February 18, 2011
What Journaling Can Do For You
Note: I know of no studies so far that have been conducted with people with brain injury who journal. However, this kind of writing is beneficial for so many populations, it would undoubtedly be helpful for many people with brain injury. I do know that the people with brain injury in my journaling groups have benefited greatly from this practice.
There’s a good reason why journaling has been called “the writing cure.” The healing, change, and growth that come from journaling can appear on all levels of our being. Research psychologist James Pennebaker has long researched the links between writing to express emotions and healing. His work became the springboard for several hundred other studies. Here are just a few examples.
Dr. Pennebaker has conducted many studies in which people wrote for twenty minutes daily over several days about traumatic or stressful events and, importantly, how they felt about them. He calls this “expressive writing.” Blood tests administered before and after the days of writing showed that participants had stronger immune systems for up to several weeks afterward. The expressive writers also scored higher in psychological well-being, functioned better in daily tasks, took fewer medications, and had lower pain levels.

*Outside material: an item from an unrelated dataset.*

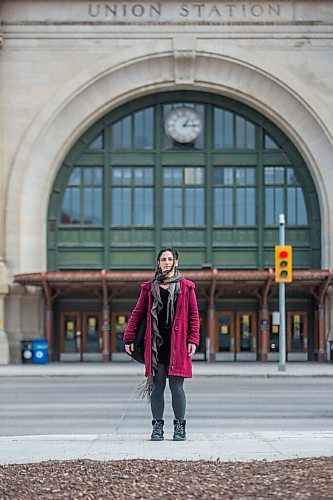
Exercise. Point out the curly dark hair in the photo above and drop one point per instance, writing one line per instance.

A now-famous study of expressive writing was reported in the Journal of the American Medical Association in April 1999. Researchers recruited participants with asthma or rheumatoid arthritis. They were given physical exams that checked the severity of their disease both before the writing and afterward. The expressive-writing group wrote about the most stressful event of their lives for three days, for 20 minutes at a time—a total of an hour. The control group wrote about emotionally neutral topics. Four months later, nearly 50 percent of the expressive-writing group showed “clinically significant” improvement in their condition! Only a quarter of the control group did. As the study conclusion said, “These gains were beyond those attributable to the standard medical care that all participants were receiving.”

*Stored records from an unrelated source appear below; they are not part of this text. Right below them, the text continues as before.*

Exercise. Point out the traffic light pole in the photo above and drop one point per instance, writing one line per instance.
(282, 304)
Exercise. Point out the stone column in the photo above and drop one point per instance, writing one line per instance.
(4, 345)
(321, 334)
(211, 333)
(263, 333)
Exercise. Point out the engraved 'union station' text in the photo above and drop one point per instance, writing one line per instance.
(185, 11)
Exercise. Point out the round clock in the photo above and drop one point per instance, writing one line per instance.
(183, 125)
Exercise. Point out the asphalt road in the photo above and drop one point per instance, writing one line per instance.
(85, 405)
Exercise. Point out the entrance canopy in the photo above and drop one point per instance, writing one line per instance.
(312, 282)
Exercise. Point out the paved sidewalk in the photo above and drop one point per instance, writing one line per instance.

In another study, people who had cancer did expressive writing for 20 minutes over several days about how their illness had changed them and how they felt about it. They reported that the writing helped to ease their stress about the cancer.
Along with improvements in physical health, other studies have shown marked improvements in social, psychological, and behavioral measures after sessions of expressive writing. For instance, journaling has been shown to improve mental health in people with panic attacks and eating disorders, or who were victims of sexual abuse.

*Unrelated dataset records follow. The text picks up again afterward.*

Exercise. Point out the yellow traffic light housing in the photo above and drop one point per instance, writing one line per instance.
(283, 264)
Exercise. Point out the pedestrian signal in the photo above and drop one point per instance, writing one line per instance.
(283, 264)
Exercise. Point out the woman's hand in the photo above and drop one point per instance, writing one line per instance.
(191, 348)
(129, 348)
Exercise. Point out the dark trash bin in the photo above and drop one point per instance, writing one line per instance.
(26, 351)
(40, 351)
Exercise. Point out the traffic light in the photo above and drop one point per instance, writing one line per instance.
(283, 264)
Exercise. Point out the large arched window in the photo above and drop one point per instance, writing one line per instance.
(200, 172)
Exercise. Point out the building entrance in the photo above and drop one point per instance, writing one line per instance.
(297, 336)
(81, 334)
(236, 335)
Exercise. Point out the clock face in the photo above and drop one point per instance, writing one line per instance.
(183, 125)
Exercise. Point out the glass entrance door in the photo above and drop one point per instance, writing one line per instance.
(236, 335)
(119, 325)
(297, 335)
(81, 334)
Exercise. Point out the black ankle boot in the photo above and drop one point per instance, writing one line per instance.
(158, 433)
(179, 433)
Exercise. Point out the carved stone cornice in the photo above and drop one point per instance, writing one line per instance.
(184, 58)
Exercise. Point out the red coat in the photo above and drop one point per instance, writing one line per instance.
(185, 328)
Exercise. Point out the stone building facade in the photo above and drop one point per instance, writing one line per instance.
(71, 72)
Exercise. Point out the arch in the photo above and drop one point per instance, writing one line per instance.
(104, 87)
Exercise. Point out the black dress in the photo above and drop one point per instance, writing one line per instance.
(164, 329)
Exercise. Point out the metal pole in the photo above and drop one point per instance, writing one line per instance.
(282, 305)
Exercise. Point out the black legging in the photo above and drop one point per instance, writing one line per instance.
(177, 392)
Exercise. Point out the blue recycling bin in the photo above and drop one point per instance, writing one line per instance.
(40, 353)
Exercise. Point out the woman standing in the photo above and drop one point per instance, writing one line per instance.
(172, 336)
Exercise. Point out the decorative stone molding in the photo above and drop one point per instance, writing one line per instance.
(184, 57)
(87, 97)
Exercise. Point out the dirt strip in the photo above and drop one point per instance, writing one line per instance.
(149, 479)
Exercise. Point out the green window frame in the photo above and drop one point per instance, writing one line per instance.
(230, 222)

Why does journaling about traumatic events have a positive effect on physical ailments? No one knows for sure yet, but here’s one theory: If we actively inhibit or restrain our emotions, especially about painful experiences, we have to exert effort not to think about or feel them. This puts a lot of stress on our bodies and minds. On the other hand, if we confront those emotions by writing about them, that releases the stress and frees up energy we can use for more positive things, like keeping our immune systems strong or boosting our emotional well-being.
Fortunately, this healthy divulging of painful emotions can be accomplished on paper, and it does not require involving another person—the only confidante you need is your journal.